Olabi delivered the criticism during a session devoted to Syria's political and humanitarian transition. He welcomed the recent memorandum between Washington and Tehran aimed at reducing regional tensions, but argued that Israeli policy continued to undermine prospects for wider de-escalation.
The Syrian envoy also renewed the authorities' commitment to transitional justice. He highlighted the confirmed deaths of former national chess champion Rania Al-Abbasi, her husband and their six children after 13 years of uncertainty, and said the government would continue efforts to determine the fate of those who disappeared under the former Assad system.
Olabi listed several areas of progress, including the detention of about 6,000 former regime members, a legal route to citizenship for eligible Kurds, new energy investment initiatives, the return of more than 3.5 million refugees and displaced people, and continued operations against Daesh and cross-border arms trafficking.
UN Deputy Special Envoy Claudio Cordone described the transition as being at a critical stage, with opportunity and fragility existing side by side. He said Israeli forces maintained an almost daily presence in southern Syria and carried out incursions that violated the 1974 disengagement agreement.

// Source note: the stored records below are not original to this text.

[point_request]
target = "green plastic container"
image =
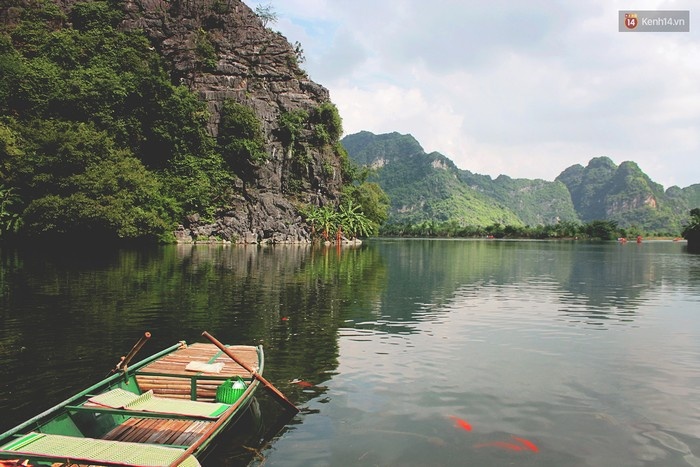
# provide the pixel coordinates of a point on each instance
(230, 390)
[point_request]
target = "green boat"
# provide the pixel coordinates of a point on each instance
(162, 411)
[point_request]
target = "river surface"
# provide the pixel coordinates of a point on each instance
(409, 352)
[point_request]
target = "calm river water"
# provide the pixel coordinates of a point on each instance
(412, 352)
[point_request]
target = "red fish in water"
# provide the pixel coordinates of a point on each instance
(500, 444)
(527, 443)
(463, 424)
(303, 384)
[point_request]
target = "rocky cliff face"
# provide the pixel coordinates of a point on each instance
(220, 49)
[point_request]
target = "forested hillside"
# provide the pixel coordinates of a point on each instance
(123, 120)
(430, 188)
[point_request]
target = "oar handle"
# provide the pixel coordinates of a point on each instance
(124, 361)
(252, 371)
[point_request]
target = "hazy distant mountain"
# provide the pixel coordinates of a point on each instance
(429, 187)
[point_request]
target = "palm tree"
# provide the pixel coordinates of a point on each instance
(353, 221)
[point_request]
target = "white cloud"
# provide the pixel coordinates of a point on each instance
(521, 88)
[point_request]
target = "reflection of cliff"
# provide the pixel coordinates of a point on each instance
(289, 298)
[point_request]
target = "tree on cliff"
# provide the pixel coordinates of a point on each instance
(691, 232)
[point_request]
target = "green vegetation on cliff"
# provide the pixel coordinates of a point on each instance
(94, 138)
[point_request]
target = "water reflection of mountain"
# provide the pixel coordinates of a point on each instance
(593, 280)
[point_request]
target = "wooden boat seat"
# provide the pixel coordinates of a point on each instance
(120, 399)
(96, 451)
(169, 377)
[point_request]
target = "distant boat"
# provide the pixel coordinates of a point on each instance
(163, 411)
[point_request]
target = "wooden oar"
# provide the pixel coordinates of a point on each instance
(124, 361)
(275, 392)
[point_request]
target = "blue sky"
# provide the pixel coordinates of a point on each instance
(523, 88)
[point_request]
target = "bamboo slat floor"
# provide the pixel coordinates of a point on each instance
(179, 386)
(160, 431)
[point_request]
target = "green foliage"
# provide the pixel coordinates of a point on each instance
(691, 231)
(291, 124)
(100, 143)
(371, 200)
(327, 124)
(94, 15)
(241, 137)
(266, 13)
(9, 218)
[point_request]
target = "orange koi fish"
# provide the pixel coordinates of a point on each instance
(301, 383)
(463, 424)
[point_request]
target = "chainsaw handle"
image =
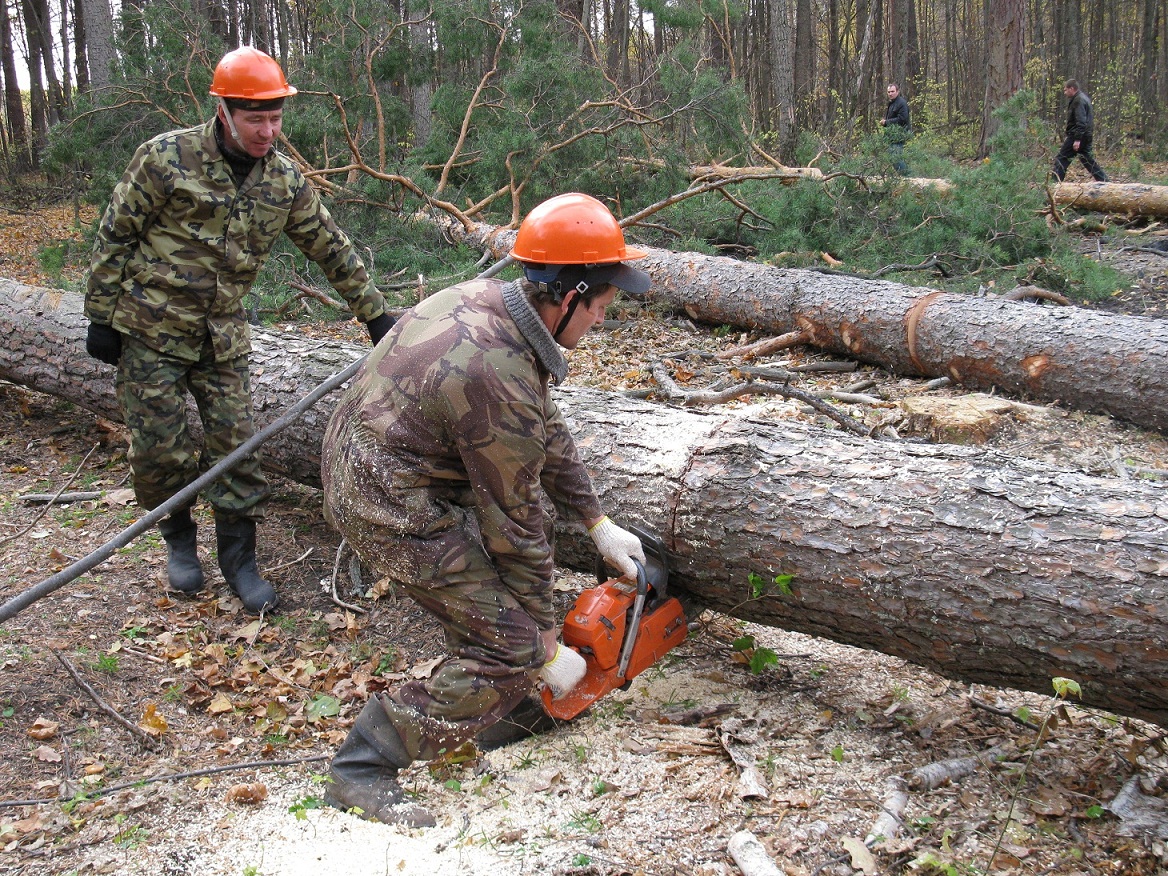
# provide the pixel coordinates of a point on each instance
(634, 621)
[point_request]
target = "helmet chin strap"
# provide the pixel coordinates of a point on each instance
(572, 303)
(230, 124)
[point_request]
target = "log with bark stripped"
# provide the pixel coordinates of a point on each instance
(979, 567)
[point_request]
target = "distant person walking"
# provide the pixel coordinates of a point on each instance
(1079, 133)
(897, 126)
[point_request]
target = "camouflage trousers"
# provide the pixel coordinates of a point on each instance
(164, 456)
(494, 645)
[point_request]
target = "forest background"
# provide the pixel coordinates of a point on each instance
(482, 109)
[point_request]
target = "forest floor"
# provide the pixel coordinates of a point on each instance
(148, 735)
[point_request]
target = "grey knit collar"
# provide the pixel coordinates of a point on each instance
(532, 327)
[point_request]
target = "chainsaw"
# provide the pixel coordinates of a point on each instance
(620, 628)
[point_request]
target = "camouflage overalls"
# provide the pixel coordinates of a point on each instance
(178, 249)
(433, 466)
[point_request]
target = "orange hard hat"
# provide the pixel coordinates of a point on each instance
(251, 75)
(571, 229)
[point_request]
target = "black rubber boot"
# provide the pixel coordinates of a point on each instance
(526, 720)
(363, 773)
(237, 562)
(183, 571)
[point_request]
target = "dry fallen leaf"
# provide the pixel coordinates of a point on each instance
(43, 729)
(861, 855)
(249, 793)
(152, 722)
(425, 669)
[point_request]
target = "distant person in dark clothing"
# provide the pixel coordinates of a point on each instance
(1079, 133)
(897, 126)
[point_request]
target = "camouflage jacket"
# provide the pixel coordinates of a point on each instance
(453, 410)
(180, 245)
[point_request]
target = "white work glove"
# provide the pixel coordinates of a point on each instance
(618, 546)
(563, 672)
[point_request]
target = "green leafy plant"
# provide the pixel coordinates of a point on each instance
(1064, 688)
(320, 707)
(759, 586)
(108, 664)
(300, 807)
(760, 657)
(585, 822)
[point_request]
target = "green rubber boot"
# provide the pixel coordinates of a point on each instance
(363, 773)
(183, 571)
(237, 562)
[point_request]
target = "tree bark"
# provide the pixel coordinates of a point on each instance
(981, 568)
(14, 104)
(1005, 41)
(1082, 359)
(99, 48)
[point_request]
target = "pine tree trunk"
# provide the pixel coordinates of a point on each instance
(982, 568)
(1082, 359)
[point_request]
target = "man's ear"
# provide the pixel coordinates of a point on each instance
(565, 301)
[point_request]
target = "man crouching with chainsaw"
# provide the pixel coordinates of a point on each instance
(433, 468)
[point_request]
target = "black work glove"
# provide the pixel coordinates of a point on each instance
(377, 327)
(104, 343)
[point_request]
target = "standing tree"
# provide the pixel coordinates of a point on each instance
(16, 127)
(1005, 20)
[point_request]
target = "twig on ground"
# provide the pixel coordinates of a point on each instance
(1153, 250)
(336, 568)
(49, 503)
(291, 562)
(765, 347)
(60, 498)
(1005, 713)
(891, 815)
(173, 777)
(932, 776)
(133, 729)
(1021, 293)
(931, 262)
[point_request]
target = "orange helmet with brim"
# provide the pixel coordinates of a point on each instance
(249, 74)
(576, 229)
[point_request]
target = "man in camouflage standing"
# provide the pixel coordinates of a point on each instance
(433, 468)
(186, 233)
(1079, 134)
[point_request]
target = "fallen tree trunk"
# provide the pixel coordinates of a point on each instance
(1087, 360)
(981, 568)
(1124, 199)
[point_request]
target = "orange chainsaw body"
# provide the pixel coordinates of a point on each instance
(599, 626)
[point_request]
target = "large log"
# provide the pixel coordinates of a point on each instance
(1089, 360)
(981, 568)
(1133, 200)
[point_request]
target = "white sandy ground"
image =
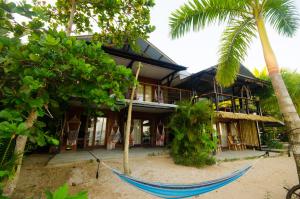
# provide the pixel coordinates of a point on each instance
(266, 180)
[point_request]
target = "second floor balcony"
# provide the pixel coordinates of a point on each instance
(235, 104)
(147, 92)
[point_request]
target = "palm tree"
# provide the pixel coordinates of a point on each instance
(245, 18)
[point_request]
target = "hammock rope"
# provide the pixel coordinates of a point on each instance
(164, 190)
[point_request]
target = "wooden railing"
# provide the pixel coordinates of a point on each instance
(235, 104)
(160, 94)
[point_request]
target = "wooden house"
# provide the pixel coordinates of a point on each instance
(239, 118)
(154, 101)
(161, 86)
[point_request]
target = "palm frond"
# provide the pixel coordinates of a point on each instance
(234, 44)
(282, 15)
(197, 14)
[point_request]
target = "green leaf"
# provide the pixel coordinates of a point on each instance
(36, 103)
(51, 41)
(9, 114)
(234, 44)
(80, 195)
(34, 57)
(3, 174)
(282, 15)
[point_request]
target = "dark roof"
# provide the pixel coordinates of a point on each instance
(203, 79)
(148, 54)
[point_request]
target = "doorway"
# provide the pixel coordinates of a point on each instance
(96, 132)
(223, 134)
(141, 132)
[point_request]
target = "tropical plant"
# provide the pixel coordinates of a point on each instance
(52, 69)
(116, 21)
(244, 19)
(267, 96)
(191, 126)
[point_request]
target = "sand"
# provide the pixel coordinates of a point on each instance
(266, 180)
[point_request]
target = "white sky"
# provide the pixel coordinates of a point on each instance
(199, 50)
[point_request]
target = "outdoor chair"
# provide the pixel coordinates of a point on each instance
(238, 141)
(233, 145)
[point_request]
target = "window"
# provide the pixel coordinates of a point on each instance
(96, 131)
(100, 131)
(148, 93)
(140, 93)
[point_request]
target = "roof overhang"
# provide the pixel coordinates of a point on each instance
(242, 116)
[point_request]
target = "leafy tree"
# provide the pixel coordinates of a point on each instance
(267, 96)
(50, 69)
(116, 21)
(191, 126)
(244, 19)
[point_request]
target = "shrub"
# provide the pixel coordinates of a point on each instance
(191, 126)
(274, 144)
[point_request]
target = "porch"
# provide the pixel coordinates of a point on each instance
(117, 154)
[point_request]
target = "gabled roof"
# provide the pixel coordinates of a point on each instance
(203, 80)
(148, 54)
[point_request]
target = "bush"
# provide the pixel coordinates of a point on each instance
(274, 144)
(196, 159)
(191, 126)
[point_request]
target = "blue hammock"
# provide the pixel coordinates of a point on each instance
(180, 190)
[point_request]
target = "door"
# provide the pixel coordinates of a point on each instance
(223, 134)
(146, 133)
(96, 131)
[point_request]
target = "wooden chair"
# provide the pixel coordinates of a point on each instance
(243, 145)
(232, 144)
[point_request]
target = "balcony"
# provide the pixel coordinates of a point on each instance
(234, 104)
(146, 92)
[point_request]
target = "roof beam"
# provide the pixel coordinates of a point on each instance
(136, 57)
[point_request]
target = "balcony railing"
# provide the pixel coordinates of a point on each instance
(235, 104)
(160, 94)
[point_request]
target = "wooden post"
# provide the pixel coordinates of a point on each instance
(216, 95)
(247, 106)
(233, 104)
(180, 95)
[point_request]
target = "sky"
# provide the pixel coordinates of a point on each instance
(199, 50)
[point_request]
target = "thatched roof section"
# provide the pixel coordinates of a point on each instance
(242, 116)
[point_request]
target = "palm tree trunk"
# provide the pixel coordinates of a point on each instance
(287, 108)
(128, 125)
(71, 19)
(19, 151)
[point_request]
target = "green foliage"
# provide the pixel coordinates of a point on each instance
(197, 14)
(240, 17)
(282, 15)
(50, 69)
(235, 39)
(191, 126)
(268, 99)
(63, 193)
(117, 21)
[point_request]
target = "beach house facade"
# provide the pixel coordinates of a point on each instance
(162, 84)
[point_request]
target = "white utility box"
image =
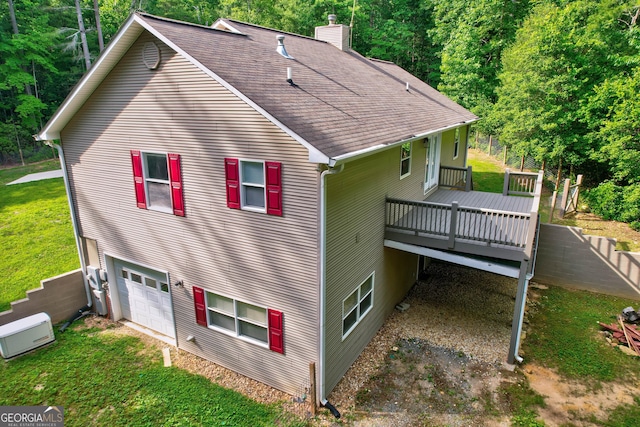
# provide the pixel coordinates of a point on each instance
(25, 334)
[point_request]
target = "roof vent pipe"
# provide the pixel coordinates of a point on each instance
(281, 49)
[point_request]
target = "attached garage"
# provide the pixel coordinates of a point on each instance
(144, 297)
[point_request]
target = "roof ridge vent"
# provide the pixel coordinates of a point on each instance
(281, 49)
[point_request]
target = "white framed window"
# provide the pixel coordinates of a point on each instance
(357, 305)
(237, 318)
(156, 181)
(456, 143)
(405, 159)
(252, 188)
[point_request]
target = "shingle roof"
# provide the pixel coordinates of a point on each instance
(343, 102)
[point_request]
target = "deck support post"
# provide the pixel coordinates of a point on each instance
(469, 181)
(518, 313)
(453, 225)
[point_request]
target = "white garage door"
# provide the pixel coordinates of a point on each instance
(144, 297)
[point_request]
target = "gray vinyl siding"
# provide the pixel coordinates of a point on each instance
(262, 259)
(355, 238)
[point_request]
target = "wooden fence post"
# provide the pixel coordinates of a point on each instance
(565, 197)
(553, 205)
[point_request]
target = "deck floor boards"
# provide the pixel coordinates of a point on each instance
(484, 200)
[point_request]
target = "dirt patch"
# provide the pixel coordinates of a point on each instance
(431, 385)
(575, 403)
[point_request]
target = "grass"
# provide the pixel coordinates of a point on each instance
(565, 336)
(488, 174)
(36, 226)
(105, 379)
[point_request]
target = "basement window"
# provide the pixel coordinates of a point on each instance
(357, 305)
(405, 160)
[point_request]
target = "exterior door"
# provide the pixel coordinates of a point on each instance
(432, 173)
(144, 297)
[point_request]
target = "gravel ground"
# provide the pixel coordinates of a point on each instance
(455, 311)
(462, 310)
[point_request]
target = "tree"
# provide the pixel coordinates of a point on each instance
(560, 54)
(474, 35)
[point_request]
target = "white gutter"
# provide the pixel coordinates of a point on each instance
(323, 277)
(74, 221)
(381, 147)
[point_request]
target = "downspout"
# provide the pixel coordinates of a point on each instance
(74, 222)
(323, 282)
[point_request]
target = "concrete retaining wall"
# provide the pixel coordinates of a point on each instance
(568, 258)
(59, 297)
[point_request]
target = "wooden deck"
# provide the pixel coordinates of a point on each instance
(472, 222)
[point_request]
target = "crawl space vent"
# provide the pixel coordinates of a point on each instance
(151, 55)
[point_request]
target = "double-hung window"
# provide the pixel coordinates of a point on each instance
(238, 318)
(253, 189)
(405, 159)
(357, 305)
(250, 322)
(158, 181)
(254, 185)
(456, 143)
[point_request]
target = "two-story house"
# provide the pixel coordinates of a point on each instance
(243, 190)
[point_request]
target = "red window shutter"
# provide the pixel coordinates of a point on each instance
(175, 176)
(138, 179)
(276, 341)
(274, 188)
(232, 175)
(201, 308)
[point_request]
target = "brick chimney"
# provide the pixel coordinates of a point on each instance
(336, 34)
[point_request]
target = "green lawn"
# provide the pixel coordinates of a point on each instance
(35, 232)
(103, 379)
(487, 174)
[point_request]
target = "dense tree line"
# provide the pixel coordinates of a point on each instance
(557, 80)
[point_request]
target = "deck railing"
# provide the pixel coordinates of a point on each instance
(519, 183)
(454, 177)
(493, 227)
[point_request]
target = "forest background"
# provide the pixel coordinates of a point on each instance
(555, 81)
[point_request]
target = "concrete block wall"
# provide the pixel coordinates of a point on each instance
(59, 297)
(567, 257)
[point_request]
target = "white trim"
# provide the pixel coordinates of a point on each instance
(242, 186)
(237, 320)
(359, 316)
(456, 143)
(112, 277)
(146, 180)
(491, 267)
(406, 159)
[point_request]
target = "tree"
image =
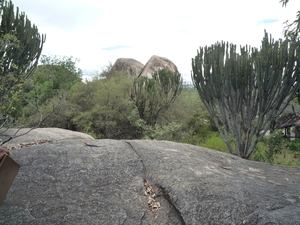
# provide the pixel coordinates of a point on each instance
(47, 90)
(154, 95)
(21, 46)
(244, 92)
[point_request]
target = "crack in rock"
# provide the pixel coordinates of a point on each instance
(154, 191)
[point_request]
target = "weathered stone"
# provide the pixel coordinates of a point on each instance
(130, 66)
(156, 63)
(146, 182)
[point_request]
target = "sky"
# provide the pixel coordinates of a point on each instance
(98, 32)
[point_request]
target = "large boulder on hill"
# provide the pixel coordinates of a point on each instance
(146, 182)
(130, 66)
(156, 63)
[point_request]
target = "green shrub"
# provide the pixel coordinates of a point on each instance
(294, 146)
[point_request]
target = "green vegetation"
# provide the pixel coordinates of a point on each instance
(245, 91)
(20, 48)
(241, 94)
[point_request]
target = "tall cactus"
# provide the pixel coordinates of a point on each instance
(20, 48)
(245, 91)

Cordone also pointed to delays in forming the transitional People's Assembly, continuing demands for accountability over civil-war crimes and uneven progress in integrating the Syrian Democratic Forces. He said there had been no advance on the roadmap for Sweida, where distrust and calls for separation continued to threaten national unity.
Humanitarian conditions remained severe. The UN said about 1.6 million refugees and nearly 2 million internally displaced people had returned since December 2024, but the country's $2.92 billion humanitarian appeal was only 20 percent funded at midyear. Flooding along the Euphrates had affected more than 17,600 people, while large parts of Quneitra and Sweida continued to require emergency assistance.